With any luck, future ads might warn us that the Social Security trust fund has been messing around with yellowcake uranium and will develop weapons of mass destruction unless we preemptively strike. There have to be other great angles involving the threat Social Security poses to Bibles and the unborn.

I'm really looking forward to the one about how lesbians are going to take away our guns unless we immediately privatize the system. The great thing about the politics of cultural jihad is that you don't have to worry about real issues or facts. Truth usually just gets in the way of fear and hatred anyhow. Best of all, you can avoid drawing attention to embarrassing things like:

  • The fact that George W. Bush has been predicting the immanent demise of Social Security and wanting to privatize it since he ran for Congress in 1978, when he said the system "will be bust in 10 years unless there are some changes." The year 1988 came and went without a busted system.
  • The fact that experts admit that the system faces no immanent crisis. If we do nothing at all, the system will be fine for nearly 40 or 50 years. Minor adjustments, such as lifting the cap on payroll taxes for people earning more than $90,000 per year would pretty much stabilize it for the foreseeable future.
  • The fact that over one third of all Social Security recipients are not retirees but sick or injured workers, their families, and survivors. Privatizing the retirement component of the program could not be done without damaging other parts of the program.
  • The fact that Chile, the model for a privatized system, is not exactly a paradise. Privatization there was carried out under a brutal fascistic military dictatorship which came to power in 1973 by overthrowing the democratically elected government.
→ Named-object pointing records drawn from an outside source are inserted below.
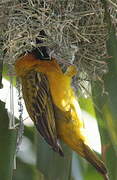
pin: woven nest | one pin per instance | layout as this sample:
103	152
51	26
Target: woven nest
76	31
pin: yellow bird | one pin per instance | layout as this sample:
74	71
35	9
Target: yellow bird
52	104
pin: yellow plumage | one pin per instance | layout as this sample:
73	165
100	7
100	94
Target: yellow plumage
52	105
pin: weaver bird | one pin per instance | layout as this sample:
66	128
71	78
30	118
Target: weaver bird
52	103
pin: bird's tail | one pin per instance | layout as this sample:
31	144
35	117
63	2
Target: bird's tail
91	157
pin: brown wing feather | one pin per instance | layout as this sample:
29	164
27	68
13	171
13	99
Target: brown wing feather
38	101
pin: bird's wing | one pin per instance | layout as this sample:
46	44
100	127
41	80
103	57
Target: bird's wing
38	100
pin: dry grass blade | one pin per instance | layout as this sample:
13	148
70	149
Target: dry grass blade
76	32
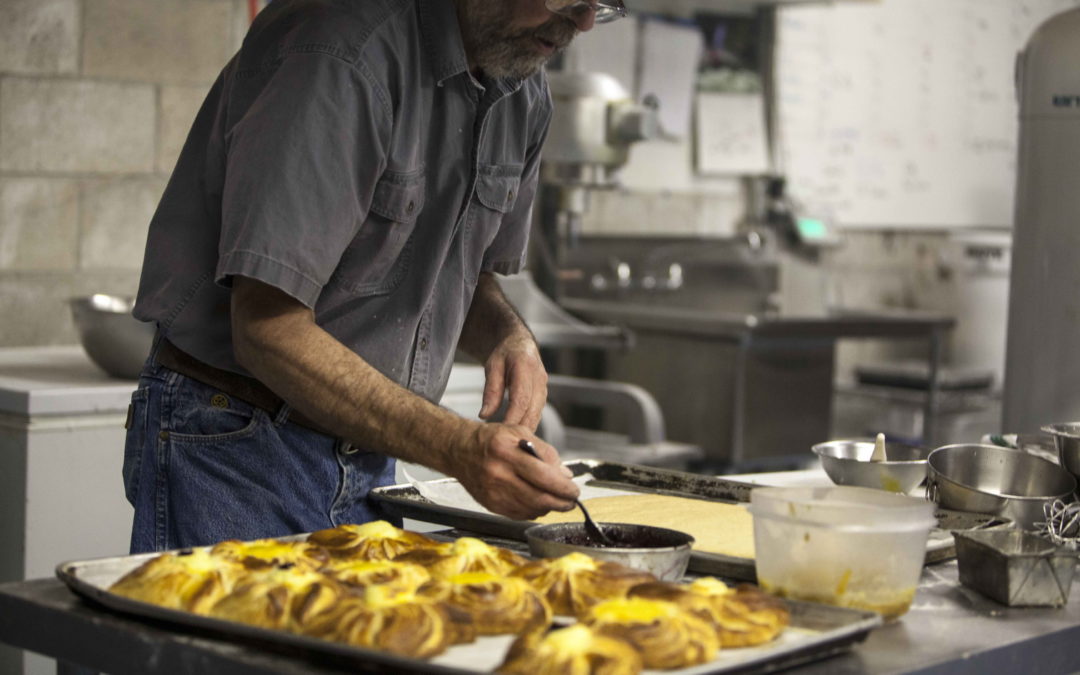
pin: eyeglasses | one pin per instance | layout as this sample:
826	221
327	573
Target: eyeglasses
606	10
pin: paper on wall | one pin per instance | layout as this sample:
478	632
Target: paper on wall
671	55
731	134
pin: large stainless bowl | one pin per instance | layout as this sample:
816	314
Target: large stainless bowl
848	462
663	552
113	339
1004	482
1067	440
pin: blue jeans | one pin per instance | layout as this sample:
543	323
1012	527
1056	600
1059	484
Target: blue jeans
201	467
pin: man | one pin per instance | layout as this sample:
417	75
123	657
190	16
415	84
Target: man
355	176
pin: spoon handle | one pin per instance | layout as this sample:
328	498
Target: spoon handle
592	528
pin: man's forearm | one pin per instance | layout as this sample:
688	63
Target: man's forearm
277	339
491	320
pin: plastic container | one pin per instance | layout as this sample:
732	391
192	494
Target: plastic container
848	547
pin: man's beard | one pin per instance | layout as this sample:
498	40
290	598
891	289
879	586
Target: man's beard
501	51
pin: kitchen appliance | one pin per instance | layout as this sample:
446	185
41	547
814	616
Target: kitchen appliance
1041	369
594	122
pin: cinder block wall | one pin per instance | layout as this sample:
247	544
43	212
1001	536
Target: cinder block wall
96	97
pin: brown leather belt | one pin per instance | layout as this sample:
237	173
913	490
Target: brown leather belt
245	389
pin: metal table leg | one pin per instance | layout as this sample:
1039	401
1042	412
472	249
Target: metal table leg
929	414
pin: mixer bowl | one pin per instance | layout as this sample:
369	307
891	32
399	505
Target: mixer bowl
848	462
987	478
1067	440
112	338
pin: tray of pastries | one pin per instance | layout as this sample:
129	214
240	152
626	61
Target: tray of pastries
376	594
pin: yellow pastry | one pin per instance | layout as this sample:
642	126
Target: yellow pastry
575	582
360	572
464	555
284	597
498	605
665	635
373	541
576	650
399	622
264	553
191	580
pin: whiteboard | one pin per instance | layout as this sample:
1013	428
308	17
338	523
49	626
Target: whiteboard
903	112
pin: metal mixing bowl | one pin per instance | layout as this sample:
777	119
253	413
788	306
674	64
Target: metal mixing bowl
1067	440
848	462
113	339
1004	482
663	552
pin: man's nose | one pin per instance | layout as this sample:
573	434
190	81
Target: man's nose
584	21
The new government routinely had political opponents tortured and killed. Chile is now a democracy, but the privatized system that is the legacy of the dictatorship isn't living up to its promises. The New York Times reports that "Now that the first generation of workers to depend on the new system is beginning to retire, Chileans are finding that it is falling far short of what was originally advertised under the authoritarian government of Gen. Augusto Pinochet." Middle class participants who regularly contributed to the system are finding that private accounts "are failing to deliver as much in benefits as they would have received if they stayed in the old system."
  • The fact that transitional costs for privatization would run into the trillions of dollars and weaken the US internationally. Wall Street firms would make billions in managing the newly private accounts. This would obviously increase the deficit, about three fifths of which is now financed by foreign countries. This means going even more deeply into debt to nations like China, which would vastly increase their control over the US economy. Why stop at compromising Social Security when you can compromise national security as well?

No wonder the ad folks prefer fear to facts. If I was them, I'd change the subject too.